Here is my contribution to the challenge. I stole off the net as many of us do.
It is a cataloging of various* Murray middleweight and muscle bike ads*. There is also a *Western Flyer ad page and a 70's Magazine ad page *in this  yuku.com link.
I assume this is what your hoping for and have challegenged us Caber's to contribute.

http://murrayeliminatormusclebikes.yuku.com/forums/68/Murray-Catalogs-Ads

Let me also mention, in our quest to get as much information as we can as to what the bike we have is, I have found searching "Google Images" and "Google Books / Magazines" for some of my research of a particular Bike. *BoysLife and Popular Machanics mags *have been helpfull.

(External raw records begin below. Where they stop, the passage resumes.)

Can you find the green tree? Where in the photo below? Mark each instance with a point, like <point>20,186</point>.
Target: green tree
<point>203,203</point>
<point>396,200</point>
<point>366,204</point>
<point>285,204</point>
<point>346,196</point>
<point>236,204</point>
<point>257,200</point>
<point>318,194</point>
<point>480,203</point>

There is a few serial number projects out there on the web as well but, I think I will wait for someone esles to post what they think is correct. I don't feel confident that what I have saved in my computer library is accurate. I have the Murray Serial number Project and Schwinn serial number listings if no one contibutes.


----------



## PCHiggin (Feb 10, 2012)

*Heres A Ton Of  Schwinn Cats...*

Not mine and I didn't compile any of it. A couple of guys from the old Schwinn site did all of the work. This Tom Findley (I've never met) has been nice enough to host it.I hope he wont mind my posting it here...........http://www.trfindley.com/pg_schwinn_cats.htm


----------



## PCHiggin (Feb 10, 2012)

*Not A Catalog But...*

A wealth of info. on Bendix hubs. From the Findley site as well......http://www.trfindley.com/pgbndxhbs.html


----------



## partsguy (Feb 10, 2012)

I would be very grateful if somebody found the ads in my sig. I'm trying to figure out how to scan my 1978-1984 Western Auto catalogs because those big things don't do so well in the sanner. 1985-2001 should be no problem. The good news is, from studying time and again on the late model Flyers, I'm confident of the information I'm about to present.

There are still a couple missing links in the catalogs. I still need 1981, 1982, and DEALER VERSIONS of 1986-1991. 1988-1991 are covered through various Christmas catalogs. 1978-80, and 1983-84 are very common and easy to find. The rest? Well, lets just say it took me since June of 2009 and an undisclosed amount of money.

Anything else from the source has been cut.